Most important, the whole "online video will solve the educational crisis and restore Peace, Love, Justice, and the American Way by inspiring students to do everything we want them to do instead of by forcing them" ignores the obstinate fact that students only tolerate online education when a real class isn't available ... and making a bunch of videos to replace your lectures isn't really all that interesting to your students. If that were the best way to go, YouTube would have already taught them everything they needed by age 13. There are thousands of better videos than mine out there. Thousands are better than Cornally's, too.
Instead, I will go back to my classroom tomorrow, where my students are slated for yet another period of biology. Once a day for 90 days—evidently that’s the prescription for understanding biology. How can we possibly know that’s enough for them to learn biology or any other subject?
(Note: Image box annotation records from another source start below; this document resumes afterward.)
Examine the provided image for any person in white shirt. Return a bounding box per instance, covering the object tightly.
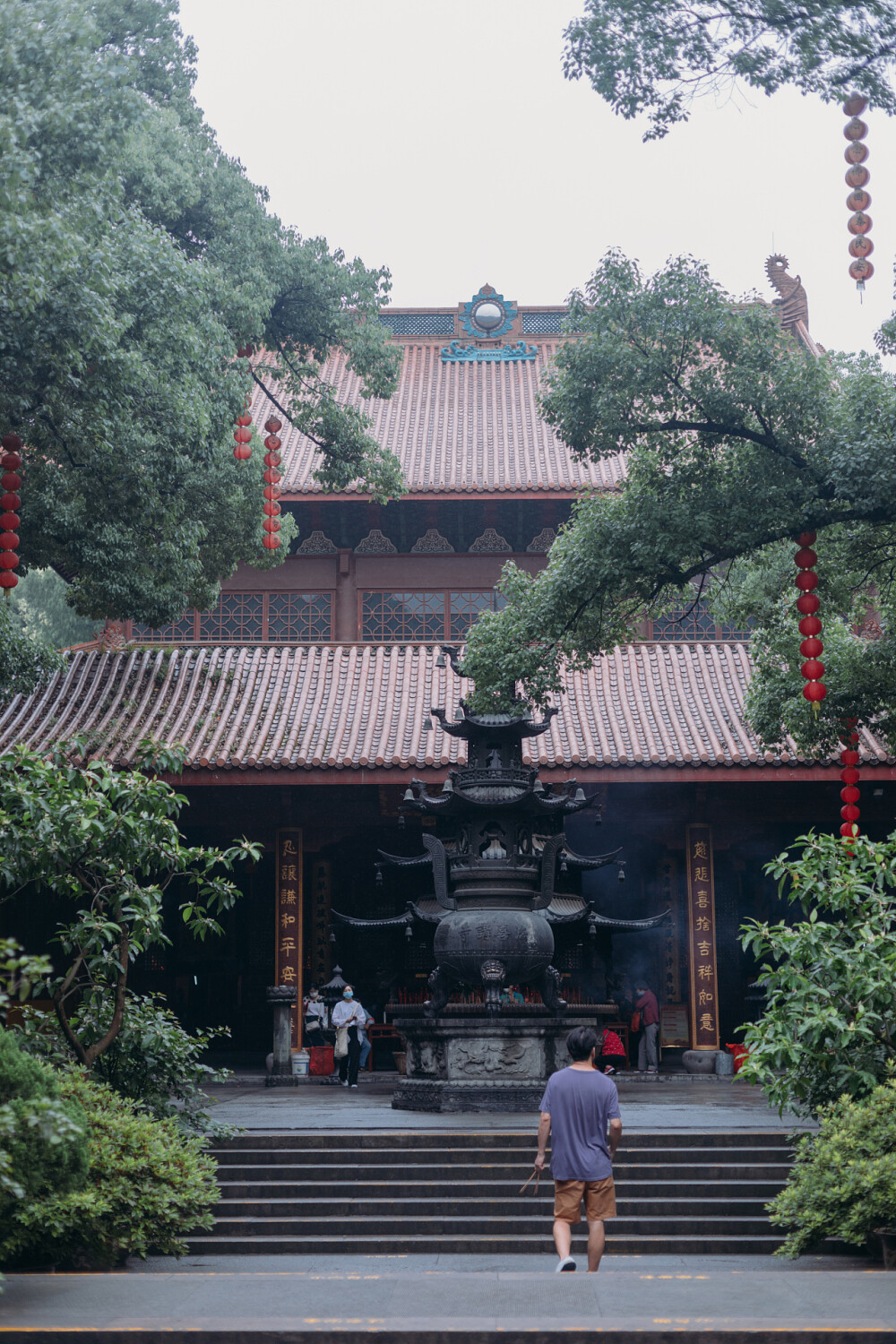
[331,986,366,1088]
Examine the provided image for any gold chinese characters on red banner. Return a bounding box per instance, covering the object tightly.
[686,825,719,1050]
[274,827,302,1050]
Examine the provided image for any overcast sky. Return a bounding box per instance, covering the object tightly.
[180,0,896,360]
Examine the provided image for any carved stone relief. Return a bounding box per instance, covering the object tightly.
[413,527,454,556]
[355,527,398,556]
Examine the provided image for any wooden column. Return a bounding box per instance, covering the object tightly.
[686,825,719,1050]
[274,827,302,1050]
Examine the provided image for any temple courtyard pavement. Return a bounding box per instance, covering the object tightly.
[0,1075,896,1344]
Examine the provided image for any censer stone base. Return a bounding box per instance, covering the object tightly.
[392,1004,618,1115]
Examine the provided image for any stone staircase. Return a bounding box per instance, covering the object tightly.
[189,1132,790,1255]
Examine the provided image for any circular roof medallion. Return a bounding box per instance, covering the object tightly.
[471,300,504,332]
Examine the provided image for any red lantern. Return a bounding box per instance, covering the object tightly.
[849,257,874,285]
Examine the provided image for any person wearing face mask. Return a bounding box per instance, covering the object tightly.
[332,986,366,1088]
[302,986,328,1046]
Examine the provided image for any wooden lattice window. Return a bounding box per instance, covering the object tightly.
[199,593,264,644]
[130,593,333,644]
[361,591,446,642]
[449,589,506,640]
[651,602,750,644]
[130,612,196,644]
[267,593,333,644]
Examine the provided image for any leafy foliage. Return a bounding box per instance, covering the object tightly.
[0,744,259,1067]
[0,0,401,685]
[465,252,896,746]
[769,1080,896,1257]
[0,569,97,650]
[0,1072,218,1268]
[19,991,232,1137]
[0,601,65,695]
[563,0,896,140]
[0,1027,87,1223]
[740,832,896,1115]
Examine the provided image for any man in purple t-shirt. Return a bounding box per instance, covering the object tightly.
[535,1027,622,1274]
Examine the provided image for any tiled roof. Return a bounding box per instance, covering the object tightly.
[251,341,625,495]
[0,642,893,773]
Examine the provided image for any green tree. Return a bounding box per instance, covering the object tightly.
[0,744,261,1067]
[742,833,896,1116]
[563,0,896,140]
[0,0,401,672]
[465,253,896,750]
[0,569,97,650]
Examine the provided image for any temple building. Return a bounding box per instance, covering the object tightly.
[0,278,896,1059]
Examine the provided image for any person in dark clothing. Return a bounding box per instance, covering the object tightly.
[535,1027,622,1274]
[634,986,659,1074]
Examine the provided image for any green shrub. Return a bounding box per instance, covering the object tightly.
[0,1073,218,1268]
[20,994,232,1139]
[769,1080,896,1257]
[0,1029,89,1222]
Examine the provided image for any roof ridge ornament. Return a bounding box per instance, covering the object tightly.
[461,285,519,340]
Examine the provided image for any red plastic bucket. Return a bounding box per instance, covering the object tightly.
[726,1042,750,1074]
[307,1046,333,1075]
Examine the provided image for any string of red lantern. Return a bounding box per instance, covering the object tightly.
[794,532,828,714]
[262,416,283,551]
[234,346,253,462]
[0,435,22,599]
[840,719,860,840]
[844,94,874,297]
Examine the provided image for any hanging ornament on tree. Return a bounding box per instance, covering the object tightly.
[844,94,874,298]
[0,435,22,599]
[234,346,253,462]
[840,719,860,855]
[262,416,283,551]
[794,532,828,714]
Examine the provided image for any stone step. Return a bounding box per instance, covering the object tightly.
[206,1210,769,1238]
[188,1223,782,1257]
[218,1180,780,1209]
[215,1193,767,1228]
[211,1136,790,1167]
[212,1117,788,1155]
[219,1161,790,1187]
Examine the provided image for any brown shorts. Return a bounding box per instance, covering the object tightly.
[554,1176,616,1223]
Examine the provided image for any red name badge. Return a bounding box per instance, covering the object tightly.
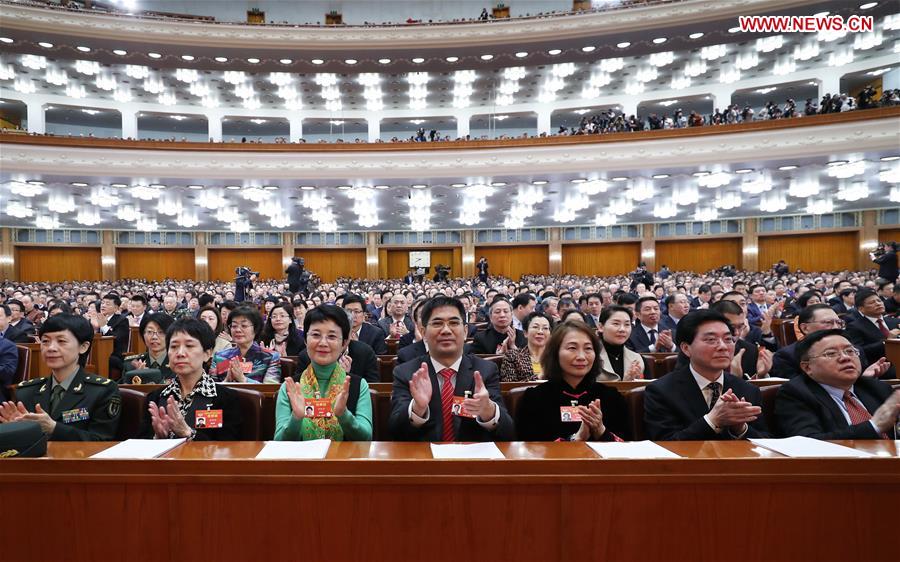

I’ll be trying a few experiments aimed at giving my students the curriculum and the freedom to generate projects that are asynchronous but productive.
And that, frankly, is what Cornally should do. He should go back to class and do his best. He should avoid giving meaningless, boring assignments to students, refuse to give credit for "organizing her binder in government class", make it possible for them to get inspired by a TED-style video or participate in a blended classroom. By all means, he should use whatever grading system makes the most sense for him, build his course along "authentic" projects (as opposed to what so many of us apparently do ... "fake" or "imitation" projects) and promote project-based learning if that works for him.

How do we know that's enough for them to learn Biology? I've talked about that. (In response to another Cornally post, no less.) The simple answer is that the course filled the time available rather than the other way around. When the science teachers in a neighboring school found they couldn't teach enough of what they thought Physical Science should be, they simply made two courses out of it. At another friend's school, the math department found that they didn't have time for everything they wanted in Pre-Calculus, they separated trig out to a half-credit course.
But as long as we keep the current way classes are scheduled, we will continue claiming that we just don’t have time for learning.
You can claim that.  I certainly won't.